Extrait du livre Le pigeon qui voulait voyager
Le pigeon qui voulait voyager de Mikaël Blanc aux éditions L'atelier du poisson soluble
Le pigeon qui voulait voyager
Trop de monde aux fenêtres du vieux colombier. Ici tous sont égaux dans un ennui serein, N’ayant d’autre loisir, du soir jusqu’au matin, Qu’attendre chaque jour le grain à picorer. Ils sont une centaine, on en voit un million : Chaque jour un œuf neuf, un nouvel oisillon, On croirait une usine à faire du pigeon.
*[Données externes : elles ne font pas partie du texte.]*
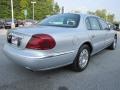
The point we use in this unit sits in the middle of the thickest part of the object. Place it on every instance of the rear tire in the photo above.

Et la tribu s’accroît, par accumulation.
Nestor pigeon est l’un de ces preux volatiles Qu’un sort aussi ingrat ne saurait satisfaire ; Il répète en voyant les oies planer dans l’air : « Moi je veux voler haut, moi je veux voir la ville ! » Basse-cour en émoi ! Voyez l’énergumène ! À toute force on use de persuasion : « Le dindon de la farce est toujours le pigeon... » N’importe, il veut partir où grande vie l’on mène.
Ainsi donc il s’en va, s’envole à tire-d’aile ; Il quitte à tout jamais ce pays qui l’englue. Sans siège, sans assaut, sans traité superflu, Débarque en conquérant dans la Ville éternelle. Aussitôt arrivé, il est déjà déçu, Il regrette bientôt sa paisible nature : La foule des laissés-pour-compte d’aventure Grouille d’estropiés, masse de combattus.